I've spent about 7 hours on it thus far reaching the point where I've joined a school, and picked up a number of martial art moves (went with Scholar with the single sword style). Now I'm kind of directionless so I've been following the main quest a bit, and trying to learn some life skills (picking herbs and mining ore).
Evidently you have to buy food from other players since NPCs don't sell them, and you'll suffer if you go hungry. It's an interesting take on a player driven economy since I think players can set their own prices. I was tempted to learn how to cook to be self efficient but supposedly there are too many cooks already driving down food prices.
The system is pretty complex and nuanced so it probably requires a fair amount of time to be good at it, and the tutorial doesn't seem to cover the more advanced concepts very well (for example as a practitioner of calligraphy I can create pieces of calligraphy that are worth less than the materials that went into them... so I'm not sure what I should be doing with these things. I'm also suppose to be able to annotate martial arts manuals to make cultivation easier but I'm not sure if I can do it for techniques I'm already training in.)

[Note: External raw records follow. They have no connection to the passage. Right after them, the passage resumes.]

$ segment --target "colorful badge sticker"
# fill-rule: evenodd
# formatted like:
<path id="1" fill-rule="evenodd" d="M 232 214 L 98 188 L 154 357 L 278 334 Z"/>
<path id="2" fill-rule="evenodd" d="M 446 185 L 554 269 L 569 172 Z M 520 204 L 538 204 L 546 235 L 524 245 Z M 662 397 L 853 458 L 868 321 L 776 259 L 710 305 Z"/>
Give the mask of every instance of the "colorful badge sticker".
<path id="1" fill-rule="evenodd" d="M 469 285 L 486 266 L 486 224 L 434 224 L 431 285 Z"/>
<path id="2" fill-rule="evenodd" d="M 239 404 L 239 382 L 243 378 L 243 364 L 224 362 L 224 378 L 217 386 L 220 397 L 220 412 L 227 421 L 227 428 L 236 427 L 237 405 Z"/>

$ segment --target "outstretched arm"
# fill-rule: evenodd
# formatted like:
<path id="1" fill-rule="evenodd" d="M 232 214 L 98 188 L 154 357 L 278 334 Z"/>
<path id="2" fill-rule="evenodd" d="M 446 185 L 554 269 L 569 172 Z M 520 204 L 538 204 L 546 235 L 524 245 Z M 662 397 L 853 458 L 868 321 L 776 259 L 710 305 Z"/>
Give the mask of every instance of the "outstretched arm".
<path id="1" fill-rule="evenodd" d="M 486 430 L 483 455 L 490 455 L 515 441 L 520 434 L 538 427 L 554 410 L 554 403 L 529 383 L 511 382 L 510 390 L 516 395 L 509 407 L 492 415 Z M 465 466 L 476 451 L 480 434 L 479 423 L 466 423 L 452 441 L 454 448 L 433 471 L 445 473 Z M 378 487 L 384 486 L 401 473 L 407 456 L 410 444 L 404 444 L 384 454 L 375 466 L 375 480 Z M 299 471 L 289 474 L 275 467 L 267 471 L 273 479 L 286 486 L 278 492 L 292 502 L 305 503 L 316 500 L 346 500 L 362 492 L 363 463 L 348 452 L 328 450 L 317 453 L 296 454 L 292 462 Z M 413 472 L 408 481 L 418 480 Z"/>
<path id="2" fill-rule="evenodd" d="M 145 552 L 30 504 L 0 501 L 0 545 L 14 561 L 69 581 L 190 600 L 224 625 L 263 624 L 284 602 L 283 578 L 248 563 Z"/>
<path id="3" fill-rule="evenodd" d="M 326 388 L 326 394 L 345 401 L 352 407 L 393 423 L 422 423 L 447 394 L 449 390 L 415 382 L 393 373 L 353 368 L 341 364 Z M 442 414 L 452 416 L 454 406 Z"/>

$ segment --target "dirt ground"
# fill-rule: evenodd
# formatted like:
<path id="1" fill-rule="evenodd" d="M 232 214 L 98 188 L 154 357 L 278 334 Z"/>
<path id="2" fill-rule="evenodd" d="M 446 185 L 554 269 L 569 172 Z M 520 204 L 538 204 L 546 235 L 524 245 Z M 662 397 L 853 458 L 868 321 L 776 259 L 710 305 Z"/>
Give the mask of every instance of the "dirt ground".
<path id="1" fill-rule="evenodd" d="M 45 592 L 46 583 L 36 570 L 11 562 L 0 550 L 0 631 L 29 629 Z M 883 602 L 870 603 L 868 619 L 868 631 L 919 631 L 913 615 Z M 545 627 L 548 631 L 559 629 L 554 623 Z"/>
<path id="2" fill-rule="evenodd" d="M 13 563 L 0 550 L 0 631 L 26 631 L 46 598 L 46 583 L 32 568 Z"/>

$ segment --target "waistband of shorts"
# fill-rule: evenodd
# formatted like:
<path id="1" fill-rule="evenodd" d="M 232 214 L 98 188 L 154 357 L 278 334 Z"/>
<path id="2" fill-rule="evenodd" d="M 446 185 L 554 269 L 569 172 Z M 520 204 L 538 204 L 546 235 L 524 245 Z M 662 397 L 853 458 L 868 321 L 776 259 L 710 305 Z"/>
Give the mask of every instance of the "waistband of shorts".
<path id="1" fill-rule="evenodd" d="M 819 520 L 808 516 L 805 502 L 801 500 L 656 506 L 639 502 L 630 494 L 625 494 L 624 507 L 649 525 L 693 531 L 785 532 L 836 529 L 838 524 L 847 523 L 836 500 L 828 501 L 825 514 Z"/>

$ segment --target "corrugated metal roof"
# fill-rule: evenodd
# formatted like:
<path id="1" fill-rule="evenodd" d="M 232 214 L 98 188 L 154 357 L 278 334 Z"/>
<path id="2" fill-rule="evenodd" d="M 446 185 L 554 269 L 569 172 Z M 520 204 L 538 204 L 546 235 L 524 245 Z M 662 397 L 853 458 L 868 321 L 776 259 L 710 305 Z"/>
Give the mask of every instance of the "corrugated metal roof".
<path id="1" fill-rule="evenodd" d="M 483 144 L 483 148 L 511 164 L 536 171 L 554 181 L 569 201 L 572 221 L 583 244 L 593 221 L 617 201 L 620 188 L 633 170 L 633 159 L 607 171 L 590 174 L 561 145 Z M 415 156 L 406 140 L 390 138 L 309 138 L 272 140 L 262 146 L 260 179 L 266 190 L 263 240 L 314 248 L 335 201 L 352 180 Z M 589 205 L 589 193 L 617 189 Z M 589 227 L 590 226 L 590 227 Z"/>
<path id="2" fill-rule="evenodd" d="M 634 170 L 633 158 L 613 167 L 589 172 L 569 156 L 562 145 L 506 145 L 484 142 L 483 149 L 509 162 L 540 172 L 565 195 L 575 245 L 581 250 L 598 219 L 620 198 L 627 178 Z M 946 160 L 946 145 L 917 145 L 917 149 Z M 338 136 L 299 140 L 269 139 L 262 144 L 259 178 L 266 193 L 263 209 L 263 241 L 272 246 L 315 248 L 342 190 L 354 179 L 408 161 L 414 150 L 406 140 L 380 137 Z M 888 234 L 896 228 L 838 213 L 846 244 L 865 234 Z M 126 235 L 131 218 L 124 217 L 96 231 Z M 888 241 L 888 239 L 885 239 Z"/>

I tend to have an obsessive personality so I've tried to stay away from MMOs. A WuXia themed MMO however was just too difficult to avoid at least trying out. Now that I've tried it, it really difficult for me not fixate on things like trying to max out all of the crafting and cultivation allowed per day, and just enjoy the scenery. This is further complicated by the fact that it requires a fair amount of work to pick up good "flying skills", and whenever I see a mountain top or a large pavilion I feel the need to reach the top to see what's there.

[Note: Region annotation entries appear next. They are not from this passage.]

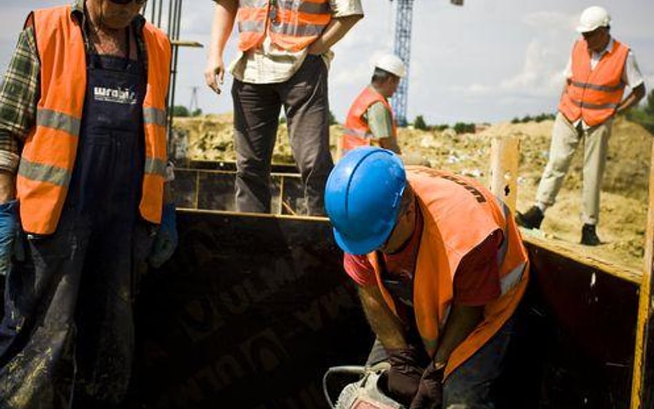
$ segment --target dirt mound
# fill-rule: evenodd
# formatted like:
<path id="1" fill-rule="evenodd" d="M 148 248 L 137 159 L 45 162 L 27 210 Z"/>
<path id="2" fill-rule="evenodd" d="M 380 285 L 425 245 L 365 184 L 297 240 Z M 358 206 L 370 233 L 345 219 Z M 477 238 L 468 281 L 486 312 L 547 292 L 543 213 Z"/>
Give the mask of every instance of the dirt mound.
<path id="1" fill-rule="evenodd" d="M 475 134 L 457 134 L 451 130 L 422 131 L 399 130 L 399 143 L 405 154 L 422 156 L 433 167 L 487 181 L 490 141 L 495 137 L 513 135 L 520 141 L 520 177 L 517 208 L 531 206 L 549 150 L 553 121 L 526 123 L 499 123 Z M 231 114 L 177 118 L 174 130 L 184 147 L 178 155 L 193 160 L 235 161 Z M 330 146 L 335 154 L 336 140 L 342 128 L 330 129 Z M 609 140 L 608 160 L 602 184 L 600 237 L 606 243 L 597 248 L 577 244 L 581 232 L 583 149 L 578 149 L 557 198 L 543 222 L 545 237 L 559 240 L 575 250 L 608 262 L 641 270 L 647 212 L 648 181 L 652 135 L 644 128 L 617 118 Z M 579 147 L 581 148 L 581 147 Z M 286 127 L 277 134 L 273 161 L 293 163 Z"/>

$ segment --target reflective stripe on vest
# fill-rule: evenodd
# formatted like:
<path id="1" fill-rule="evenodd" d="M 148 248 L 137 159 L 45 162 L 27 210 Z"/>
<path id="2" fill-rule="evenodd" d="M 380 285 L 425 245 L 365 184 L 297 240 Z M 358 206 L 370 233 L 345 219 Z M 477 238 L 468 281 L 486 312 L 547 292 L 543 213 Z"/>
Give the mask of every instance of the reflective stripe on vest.
<path id="1" fill-rule="evenodd" d="M 613 47 L 591 70 L 591 57 L 584 40 L 575 43 L 572 53 L 572 78 L 561 97 L 559 110 L 571 122 L 582 118 L 589 126 L 608 119 L 622 100 L 626 84 L 622 71 L 628 47 L 613 40 Z"/>
<path id="2" fill-rule="evenodd" d="M 247 51 L 264 42 L 297 52 L 319 37 L 332 19 L 329 0 L 239 0 L 237 21 L 239 48 Z"/>
<path id="3" fill-rule="evenodd" d="M 352 106 L 350 107 L 348 116 L 345 119 L 345 125 L 343 128 L 344 134 L 339 141 L 341 146 L 341 156 L 355 148 L 368 146 L 373 144 L 375 135 L 370 132 L 368 121 L 364 119 L 364 115 L 368 111 L 368 108 L 377 102 L 381 102 L 384 104 L 384 108 L 388 110 L 391 118 L 393 118 L 393 109 L 390 108 L 388 101 L 377 92 L 373 88 L 373 86 L 368 86 L 364 88 L 364 90 L 359 94 L 354 102 L 352 103 Z M 397 135 L 397 132 L 395 121 L 393 120 L 393 137 Z"/>
<path id="4" fill-rule="evenodd" d="M 413 306 L 425 349 L 433 356 L 453 299 L 454 276 L 463 257 L 497 230 L 501 295 L 484 306 L 481 323 L 450 355 L 446 376 L 482 348 L 515 310 L 526 288 L 528 261 L 513 218 L 501 201 L 476 181 L 419 166 L 406 167 L 424 225 L 414 274 Z M 456 206 L 451 206 L 455 203 Z M 462 221 L 466 228 L 462 231 Z M 368 255 L 384 300 L 395 312 L 384 288 L 376 252 Z M 499 259 L 502 259 L 501 261 Z"/>
<path id="5" fill-rule="evenodd" d="M 16 187 L 23 228 L 46 235 L 57 228 L 75 163 L 86 92 L 86 58 L 81 29 L 70 6 L 37 10 L 30 17 L 41 61 L 41 97 L 35 126 L 21 154 Z M 168 37 L 150 23 L 143 28 L 143 39 L 148 70 L 139 210 L 146 220 L 158 223 L 167 159 L 166 97 L 171 53 Z"/>

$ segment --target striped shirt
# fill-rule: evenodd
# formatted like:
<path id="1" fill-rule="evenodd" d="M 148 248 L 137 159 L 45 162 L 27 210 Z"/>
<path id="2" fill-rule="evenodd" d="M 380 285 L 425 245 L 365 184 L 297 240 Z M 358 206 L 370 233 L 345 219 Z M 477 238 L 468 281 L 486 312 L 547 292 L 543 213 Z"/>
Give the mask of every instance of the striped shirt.
<path id="1" fill-rule="evenodd" d="M 390 112 L 381 102 L 375 102 L 368 108 L 364 114 L 364 118 L 368 122 L 375 139 L 393 137 L 393 118 Z"/>
<path id="2" fill-rule="evenodd" d="M 329 0 L 329 4 L 335 19 L 364 14 L 361 0 Z M 306 54 L 306 48 L 296 52 L 279 48 L 266 35 L 261 46 L 246 52 L 239 51 L 229 72 L 236 79 L 249 83 L 284 82 L 299 69 Z M 322 57 L 328 68 L 334 53 L 328 51 Z"/>
<path id="3" fill-rule="evenodd" d="M 75 0 L 71 14 L 80 23 L 87 50 L 84 0 Z M 137 33 L 139 54 L 147 67 L 145 42 L 141 35 L 145 19 L 139 15 L 132 23 Z M 88 52 L 88 51 L 87 51 Z M 0 170 L 16 173 L 21 146 L 36 122 L 37 105 L 41 97 L 41 63 L 34 28 L 28 25 L 19 34 L 9 67 L 0 84 Z"/>

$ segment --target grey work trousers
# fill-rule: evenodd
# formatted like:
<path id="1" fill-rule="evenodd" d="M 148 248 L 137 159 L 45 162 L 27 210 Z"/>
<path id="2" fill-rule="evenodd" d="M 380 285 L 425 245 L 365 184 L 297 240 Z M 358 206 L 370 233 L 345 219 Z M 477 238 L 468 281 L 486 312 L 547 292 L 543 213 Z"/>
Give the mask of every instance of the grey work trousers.
<path id="1" fill-rule="evenodd" d="M 608 150 L 613 119 L 587 130 L 575 128 L 559 112 L 554 122 L 550 156 L 538 185 L 536 201 L 545 207 L 554 204 L 568 172 L 573 155 L 584 139 L 584 187 L 582 221 L 596 225 L 600 220 L 600 192 Z"/>
<path id="2" fill-rule="evenodd" d="M 270 162 L 284 106 L 308 212 L 324 215 L 325 183 L 334 163 L 329 151 L 327 67 L 322 58 L 307 55 L 298 71 L 282 83 L 254 84 L 235 80 L 232 97 L 237 210 L 270 211 Z"/>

It's free for the first ten hours, and I think past that you can play for free 1 hour a day. The cost is negligible for the full version for me but I'm concerned about spending too much time on this since I can easily see the attraction. On the flip side it feel like I've avoided MMOs for far too long (last one I tried was over a decade ago), and that I should see what's out there just to stay current with technical developments... lest I become the guy complaining not being able to work these newfangled doohickeys... it's an interesting tech demo for UI design, 3D graphics, workflow and network capacity planning if nothing else... not that I need a rationalization.